Fenomena Bencana Alam Marak Terjadi, Ini Saran Mitigasi Guru Besar IPB University

Neneng Zubaidah, Koran SI · Jum'at 22 Januari 2021 10:43 WIB
https: img.okezone.com content 2021 01 22 337 2348892 fenomena-bencana-alam-marak-terjadi-ini-saran-mitigasi-guru-besar-ipb-university-28WA6SNdPK.jpg Gempa bumi yang terjadi disejumlah daerah.(Foto:Dok Okezone)
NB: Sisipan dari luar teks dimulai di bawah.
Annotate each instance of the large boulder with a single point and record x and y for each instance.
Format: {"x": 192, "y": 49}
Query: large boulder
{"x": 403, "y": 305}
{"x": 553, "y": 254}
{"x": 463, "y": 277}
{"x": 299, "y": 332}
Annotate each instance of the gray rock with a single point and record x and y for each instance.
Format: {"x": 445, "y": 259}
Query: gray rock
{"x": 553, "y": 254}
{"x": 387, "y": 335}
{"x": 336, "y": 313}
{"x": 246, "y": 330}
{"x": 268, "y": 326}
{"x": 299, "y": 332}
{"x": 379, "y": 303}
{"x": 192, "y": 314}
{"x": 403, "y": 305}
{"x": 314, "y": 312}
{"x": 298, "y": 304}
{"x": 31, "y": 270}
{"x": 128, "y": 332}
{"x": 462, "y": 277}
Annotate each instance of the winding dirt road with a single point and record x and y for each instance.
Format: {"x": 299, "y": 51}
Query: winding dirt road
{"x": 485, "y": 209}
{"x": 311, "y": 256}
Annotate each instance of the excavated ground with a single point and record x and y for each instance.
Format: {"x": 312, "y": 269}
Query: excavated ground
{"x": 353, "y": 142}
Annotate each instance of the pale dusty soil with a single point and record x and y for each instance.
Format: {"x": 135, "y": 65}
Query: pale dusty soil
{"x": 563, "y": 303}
JAKARTA - Guru Besar Departemen Ekonomi Sumberdaya dan Lingkungan Fakultas Ekonomi dan Manajemen (FEM) IPB University, Prof Dr Akhmad Fauzi, menanggapi fenomena bencana alam yang belakangan ini marak terjadi. Prof Fauzi memberikan empat saran mitigasi bencana di Indonesia.

Menurutnya, secara umum bencana dibagi menjadi dua jenis, yakni antropogenik dan bencana alamiah yang terjadi karena aktivitas alam. Bencana antropogenik atau bencana yang disebabkan oleh kegiatan manusia dapat dicegah, sedangkan bencana alamiah tidak dapat dicegah sehingga tidak dapat dihindari.

“Bencana alamiah ini sangat beragam dari yang kecil dengan frekuensi yang relatif sering sampai yang besar dengan kejadian yang relatif jarang,” katanya melalui siaran pers, Jumat (22/1/2021).

Prof Fauzi menyampaikan empat langkah untuk memperkuat ketahanan Indonesia terhadap ancaman bencana. Pertama, mulai membaca pola dan sebab-akibat dari bencana secara komprehensif dan sistematis dan tidak menganggap bencana sebagai takdir semata.

Baca Juga: Bencana Awal 2021, Banjir Paling Banyak Terjadi di Indonesia

Kedua, pada perencanaan pembangunan seharusnya aspek bencana masuk ke dalam perencanaan pembangunan yang komprehensif. Dari pendanaan sampai adopsi kinerja pembangunan yang mengadopsi ekonomi kebencanaan pada semua tingkatan.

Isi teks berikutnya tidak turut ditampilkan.